CPU times: user 753 ms, sys: 22 ms, total: 775 ms
Wall time: 774 ms


This shows the top 100 topics, with the 5 words that, with highest probability, represent those topics.

#### Getting the topics and their probabilities for one document:

In [65]:
x = model.get_document_topics(corpppp[0], minimum_probability=0.1)
x

[(7, 0.13438915), (22, 0.12401116), (34, 0.2252998)]

This shows how document 0 (represented in terms of BOW as corpppp[0]) has its topics, with the probability of each topic. In this case, the document corresponds to topic 13 with 0.164 probability, and topic 40 with 0.136 probability.

#### Getting the words describing the topics for the same document:

In [66]:
for i in x:
    print(model.show_topic(i[0], topn=10))

[('school', 0.013332094), ('boi', 0.008467523), ('girl', 0.008024706), ('like', 0.006921068), ('children', 0.0065888925), ('student', 0.00607882), ('high', 0.0058694812), ('kid', 0.0055167074), ('parent', 0.0051464), ('child', 0.004577135)]
[('like', 0.013654727), ('holm', 0.0132337585), ('sex', 0.013080628), ('porn', 0.010436354), ('look', 0.008345899), ('scene', 0.007331529), ('shirlei', 0.0050096326), ('bone', 0.004902359), ('ellen', 0.004652755), ('jennif', 0.004401875)]
[('horror', 0.023603853), ('bad', 0.02096437), ('like', 0.016407525), ('look', 0.01231438), ('good', 0.012066251), ('effect', 0.011218209), ('act', 0.010566096), ('watch', 0.009061358), ('scene', 0.0086893225), ('budget', 0.007922259)]

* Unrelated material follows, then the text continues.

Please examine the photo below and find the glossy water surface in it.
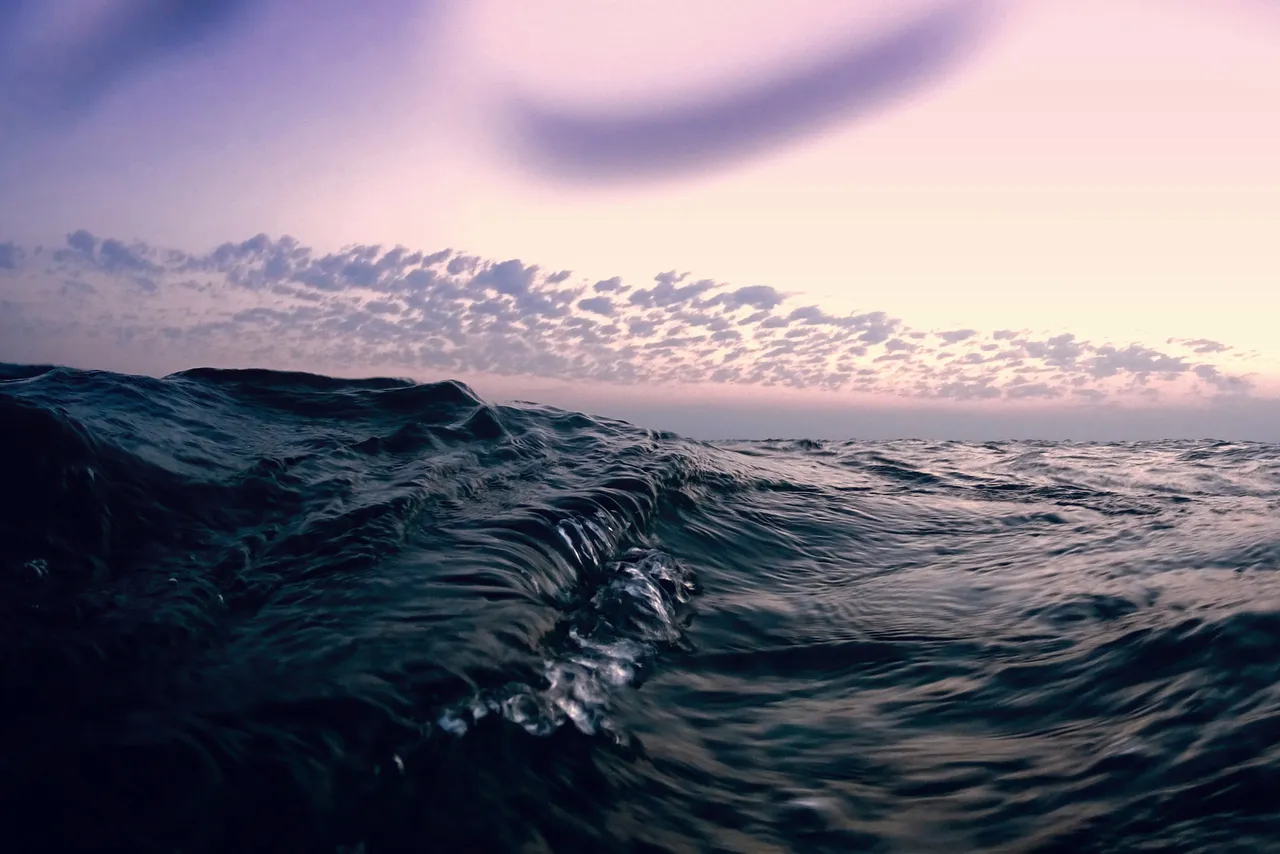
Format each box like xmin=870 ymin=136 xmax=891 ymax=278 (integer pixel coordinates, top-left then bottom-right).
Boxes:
xmin=0 ymin=366 xmax=1280 ymax=854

This shows for document 0, the top 10 words relating to its topic. Recall we had two topics for document 0, so the first list is the top 10 words that explain the first topic, and the second list is for the second topic.

## TFIDF VS CORPUS BOW:

In [67]:
movies_doc[0]

'\'P\' (or Club-P) should really be called \'L\' for lame. Every festival has a disappointment and this is the one that fails to live up to its much-hyped logline: "Thai lesbians fighting monsters." Rather, this is the tale of a Khmer country girl who\'s grandmother has taught her a little witchcraft along with a few odd (but specific) rules: "don\'t walk under a clothesline," "don\'t eat raw meat," and "don\'t accept money for your powers." Well, guess what folks, the girl moves to Bangkok to raise some money as a \'bar-girl\' and manages to break all the rules granny taught her which subsequently releases an evil spirit that conveniently kills the \'foreign johns\' who pay for her services.<br /><br />While this film can\'t even be released in Thailand due to it\'s controversial subject matter most American audiences will find this ho-hum horror pic a cross between "Showgirls" and "Interview with the Vampire" as directed by Walt Disney.<br /><br />If not for a few scenes with signifi

Using the tfidf vs normal bow has some differences. Using tfidf runs in 6min30seconds compared to 4minutes14seconds for corpus bow.

When checking for the first document, the normal bow makes more sense in terms of topics relating to each document, compared to tfidf which identifies most documents as having the same topic; movies and series... This is true, but we are more interested in the individual topics, and tfidf does a good job to giving importance to the words that appear in most documents, in this case movies appears in most documents, but this does not help us identify the sub topic for each document; porn in movies vs children/highschool... in movies. Using normal bow is better at this.